The Alaska Highway is long and lonely. 2000km of bumpy and sometimes gravel roads from Edmonton to Whitehorse only feels longer with my old ’86 Toyota. It’s worth every gallon of oil it drinks to get me someone I’ve never been.
by Jeff Spackman
After a single afternoon on the road I was ready for some company, so I picked up Jeramie, a hitchhiker from out east. His beard was bigger than mine and I could tell he was better at roughing it. His sign read, “Every ride helps”. While we drove nearly yelled over the engine talking about the places we’d been and the things we’d seen. We talked about our families back home and how to best live our lives. He packed as lightly as he could, but his mother had given him 2 cans of maple syrup to remind him of home.
Looking back, it was his sheer ability to step into the unknown that impressed me about Jeramie. He didn’t know where his next ride would come or if the weather would stay good for him. He believed in himself and in others. He was sure his ability to live was because he did not fear death.

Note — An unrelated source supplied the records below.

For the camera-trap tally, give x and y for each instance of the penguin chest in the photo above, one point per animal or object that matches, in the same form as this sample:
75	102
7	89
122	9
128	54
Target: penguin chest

We became quick friends. I think it’s hard not to connect with a person with such a passion for life. It’s contagious. Our first night we found a lake in Northern BC to camp. It was nice to be able to chat without the diesel engine trying to interrupt. As we set up our camp on shore we noticed the aurora borealis at the end of the lake. We talked for hours as the green and purple lights danced above us. I snapped a few pictures, some of my favorite of the northern lights.
The weather wasn’t great, but all along our drive we stopped and explored. When we finally made it to Whitehorse we said our goodbyes. It had been a long drive and we were both tired. Just before I could drive off he reached into his bag and handed me a can. I wasn’t expecting anything. It was a big heavy can of maple syrup.